At over seventy years of age, and two years after he had sold the Hannah Gumbs and retired from the sea, Timothy signed aboard the S.S. Hato, the Dutch-registered freighter that, according to The Cay, was sunk on April 9, 1942, as an able-bodied seaman, in response to a call for volunteers that had been placed early in 1942. The cause was that of a German U-boat that had torpedoed the S.S. Hato. When it picked up Phillip Enright and his mother in Curaçao, of what were then the Netherlands Antilles, they were fleeing to their native Virginia. Instead the Hato was torpedoed; as it sank, Phillip was struck on the back of the head by a piece of loose timber just as he was being thrown aboard a raft, which blinded him two days later. Most of the events in The Cay follow the sinking of the Hato. Timothy later taught Phillip Enright to survive on his own. Approximately three months after the Hato's shipwreck, give or take a few days, another "tempis'" struck in July. Timothy let Phillip live by shielding him from the storm with his back. The wind and the flying debris from the storm eventually beat and killed Timothy. Before his death, he had provided Phillip with enough preparation to survive alone, which Phillip did for almost two months after Timothy's death due to him shielding Phillip from the "tempis".

===Phillip Enright===
After his rescue from the Cay in La Boca del Diablo, Phillip was reunited with his parents. (His mother had likewise survived the sinking of the Hato.) His mother, Grace Enright, continued to think of him as a child of age 10 for a long while, even after he was told that an operation could be performed that might restore his vision, but her husband, Phillip Enright Sr, endorsed their son's decision to have that surgery. Phillip had come, since Timothy's life, to consider Timothy a guardian angel with whom he could sometimes speak, but his mother thought this idea was foolish.

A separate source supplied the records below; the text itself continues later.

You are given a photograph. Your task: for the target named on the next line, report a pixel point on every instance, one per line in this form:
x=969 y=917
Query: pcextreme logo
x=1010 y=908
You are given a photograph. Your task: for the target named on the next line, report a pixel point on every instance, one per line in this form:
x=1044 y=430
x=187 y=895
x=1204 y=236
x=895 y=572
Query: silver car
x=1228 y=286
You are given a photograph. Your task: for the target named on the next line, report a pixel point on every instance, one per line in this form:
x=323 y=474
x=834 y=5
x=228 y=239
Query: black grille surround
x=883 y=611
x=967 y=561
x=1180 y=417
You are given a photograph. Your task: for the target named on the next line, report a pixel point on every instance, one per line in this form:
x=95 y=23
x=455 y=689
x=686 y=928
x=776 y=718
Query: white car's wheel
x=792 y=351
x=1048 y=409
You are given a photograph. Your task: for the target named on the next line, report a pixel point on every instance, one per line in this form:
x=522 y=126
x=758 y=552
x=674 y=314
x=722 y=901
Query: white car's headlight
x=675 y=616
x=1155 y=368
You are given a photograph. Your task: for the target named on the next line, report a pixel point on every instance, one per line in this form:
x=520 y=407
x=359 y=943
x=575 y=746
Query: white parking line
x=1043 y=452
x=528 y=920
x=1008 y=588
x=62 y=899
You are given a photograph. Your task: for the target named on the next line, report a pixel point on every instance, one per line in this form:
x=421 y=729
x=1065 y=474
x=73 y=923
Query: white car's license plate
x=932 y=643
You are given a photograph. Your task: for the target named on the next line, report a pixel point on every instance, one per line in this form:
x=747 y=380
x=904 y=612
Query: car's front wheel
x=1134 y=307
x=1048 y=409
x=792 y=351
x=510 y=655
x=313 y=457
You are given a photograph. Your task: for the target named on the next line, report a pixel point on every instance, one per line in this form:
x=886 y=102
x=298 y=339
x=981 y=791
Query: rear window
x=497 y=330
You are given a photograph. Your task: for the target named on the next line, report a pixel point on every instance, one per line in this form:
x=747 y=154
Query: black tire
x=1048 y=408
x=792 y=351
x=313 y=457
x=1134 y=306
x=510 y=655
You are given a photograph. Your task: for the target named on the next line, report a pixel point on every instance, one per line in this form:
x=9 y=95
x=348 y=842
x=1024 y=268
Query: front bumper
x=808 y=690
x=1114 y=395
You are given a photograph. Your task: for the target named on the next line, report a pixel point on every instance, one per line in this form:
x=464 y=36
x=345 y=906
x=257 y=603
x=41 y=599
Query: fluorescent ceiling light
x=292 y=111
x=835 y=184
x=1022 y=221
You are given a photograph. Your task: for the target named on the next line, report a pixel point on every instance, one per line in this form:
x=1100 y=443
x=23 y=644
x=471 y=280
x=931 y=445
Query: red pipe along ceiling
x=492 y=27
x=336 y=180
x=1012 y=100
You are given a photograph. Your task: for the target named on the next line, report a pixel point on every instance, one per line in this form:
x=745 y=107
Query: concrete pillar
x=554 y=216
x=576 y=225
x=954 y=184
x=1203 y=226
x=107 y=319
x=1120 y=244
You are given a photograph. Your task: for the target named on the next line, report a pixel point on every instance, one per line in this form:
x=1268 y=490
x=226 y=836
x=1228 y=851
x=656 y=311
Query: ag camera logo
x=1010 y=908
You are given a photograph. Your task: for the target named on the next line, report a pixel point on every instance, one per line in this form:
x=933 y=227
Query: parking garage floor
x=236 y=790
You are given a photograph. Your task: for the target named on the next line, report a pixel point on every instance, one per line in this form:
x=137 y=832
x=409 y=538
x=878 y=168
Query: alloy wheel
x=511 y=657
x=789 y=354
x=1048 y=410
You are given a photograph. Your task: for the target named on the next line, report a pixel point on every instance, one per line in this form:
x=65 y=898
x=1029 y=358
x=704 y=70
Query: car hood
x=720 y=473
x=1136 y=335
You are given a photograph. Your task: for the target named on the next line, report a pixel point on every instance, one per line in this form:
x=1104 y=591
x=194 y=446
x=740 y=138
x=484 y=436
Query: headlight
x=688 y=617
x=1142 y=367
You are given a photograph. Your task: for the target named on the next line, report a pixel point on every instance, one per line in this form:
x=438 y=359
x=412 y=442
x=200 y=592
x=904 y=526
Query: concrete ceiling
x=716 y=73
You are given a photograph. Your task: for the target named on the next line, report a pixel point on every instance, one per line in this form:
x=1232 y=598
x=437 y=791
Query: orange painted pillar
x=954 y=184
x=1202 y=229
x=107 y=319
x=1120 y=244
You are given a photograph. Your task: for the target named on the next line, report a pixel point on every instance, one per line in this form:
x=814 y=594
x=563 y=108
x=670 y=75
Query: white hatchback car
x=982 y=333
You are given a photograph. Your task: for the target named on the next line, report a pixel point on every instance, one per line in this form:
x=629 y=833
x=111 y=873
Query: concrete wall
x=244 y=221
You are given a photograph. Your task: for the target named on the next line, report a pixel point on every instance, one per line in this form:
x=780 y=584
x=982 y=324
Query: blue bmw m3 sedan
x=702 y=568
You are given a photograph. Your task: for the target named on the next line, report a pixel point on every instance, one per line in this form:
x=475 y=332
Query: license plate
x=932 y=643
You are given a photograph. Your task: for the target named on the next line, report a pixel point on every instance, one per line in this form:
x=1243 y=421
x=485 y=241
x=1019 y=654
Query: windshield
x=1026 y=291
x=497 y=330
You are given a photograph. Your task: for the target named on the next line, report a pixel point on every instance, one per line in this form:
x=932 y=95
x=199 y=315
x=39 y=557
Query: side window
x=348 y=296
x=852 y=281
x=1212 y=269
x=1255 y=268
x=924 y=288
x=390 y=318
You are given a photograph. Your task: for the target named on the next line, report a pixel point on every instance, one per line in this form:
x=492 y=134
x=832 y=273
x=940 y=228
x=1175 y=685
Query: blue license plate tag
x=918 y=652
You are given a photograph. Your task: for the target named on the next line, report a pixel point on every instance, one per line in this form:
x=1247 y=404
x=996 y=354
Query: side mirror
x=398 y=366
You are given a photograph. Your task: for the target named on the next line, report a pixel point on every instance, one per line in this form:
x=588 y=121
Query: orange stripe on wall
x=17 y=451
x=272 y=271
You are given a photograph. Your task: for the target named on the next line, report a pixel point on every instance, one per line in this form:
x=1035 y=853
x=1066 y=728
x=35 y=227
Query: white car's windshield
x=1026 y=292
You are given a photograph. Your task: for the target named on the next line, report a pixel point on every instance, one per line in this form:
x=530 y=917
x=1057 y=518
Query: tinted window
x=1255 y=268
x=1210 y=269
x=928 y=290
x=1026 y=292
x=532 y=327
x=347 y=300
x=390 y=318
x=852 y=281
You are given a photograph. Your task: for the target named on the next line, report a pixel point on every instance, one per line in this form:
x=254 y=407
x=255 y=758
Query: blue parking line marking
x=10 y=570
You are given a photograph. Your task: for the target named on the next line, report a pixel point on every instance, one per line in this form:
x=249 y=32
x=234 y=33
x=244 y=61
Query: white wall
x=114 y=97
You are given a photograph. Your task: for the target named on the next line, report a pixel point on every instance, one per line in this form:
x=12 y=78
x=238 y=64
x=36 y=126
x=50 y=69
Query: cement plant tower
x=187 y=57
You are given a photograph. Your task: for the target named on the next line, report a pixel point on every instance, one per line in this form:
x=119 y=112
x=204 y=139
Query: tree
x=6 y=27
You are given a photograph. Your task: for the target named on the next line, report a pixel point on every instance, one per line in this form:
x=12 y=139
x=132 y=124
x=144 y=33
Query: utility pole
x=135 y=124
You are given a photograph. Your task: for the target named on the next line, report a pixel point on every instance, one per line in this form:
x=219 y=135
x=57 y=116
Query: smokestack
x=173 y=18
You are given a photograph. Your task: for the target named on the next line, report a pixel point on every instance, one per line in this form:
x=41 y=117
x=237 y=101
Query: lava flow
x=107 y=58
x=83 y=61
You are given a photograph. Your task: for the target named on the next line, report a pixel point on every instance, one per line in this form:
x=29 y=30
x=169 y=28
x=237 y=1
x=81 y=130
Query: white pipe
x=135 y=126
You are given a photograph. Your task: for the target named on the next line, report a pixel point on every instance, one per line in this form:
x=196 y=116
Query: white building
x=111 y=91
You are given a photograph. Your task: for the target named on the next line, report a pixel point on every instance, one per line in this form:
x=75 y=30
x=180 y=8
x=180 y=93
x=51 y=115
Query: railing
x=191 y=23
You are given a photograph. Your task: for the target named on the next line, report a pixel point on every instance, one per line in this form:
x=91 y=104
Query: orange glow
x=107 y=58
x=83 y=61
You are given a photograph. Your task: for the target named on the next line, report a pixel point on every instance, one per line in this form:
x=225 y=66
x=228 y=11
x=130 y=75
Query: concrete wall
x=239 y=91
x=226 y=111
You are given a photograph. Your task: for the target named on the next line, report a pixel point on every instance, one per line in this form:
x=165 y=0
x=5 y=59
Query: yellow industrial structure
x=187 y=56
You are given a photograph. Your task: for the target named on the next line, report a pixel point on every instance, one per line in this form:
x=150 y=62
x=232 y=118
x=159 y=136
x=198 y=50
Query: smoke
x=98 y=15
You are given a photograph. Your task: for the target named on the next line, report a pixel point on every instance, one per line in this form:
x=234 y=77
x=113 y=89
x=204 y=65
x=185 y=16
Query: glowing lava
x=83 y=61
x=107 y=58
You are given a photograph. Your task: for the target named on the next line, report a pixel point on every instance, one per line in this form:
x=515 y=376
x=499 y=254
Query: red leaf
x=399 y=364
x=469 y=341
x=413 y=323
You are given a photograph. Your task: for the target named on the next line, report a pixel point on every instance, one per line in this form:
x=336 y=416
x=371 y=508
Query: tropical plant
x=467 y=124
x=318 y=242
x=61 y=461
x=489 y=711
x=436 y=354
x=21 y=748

They flew to New York, where the surgeon from New York Presbyterian who could perform the operation was based. The operation was a success, restoring most of Phillip's vision, though he would always need eyeglasses from that day forward. He and his father made plans to visit the cay where he and Timothy had survived for just over three months.

Phillip eventually sails to make this journey, ultimately being able to find it thanks to closing his eyes and remembering the island when he was blind.

==Reception==
This book was named "one of the greatest books for children" by Students Across America (SAA) in 2011. They said of it: "This novel is about the life of Timothy and Philip before their ordeal on the cay. In order to make sense of this story you must first read The Cay."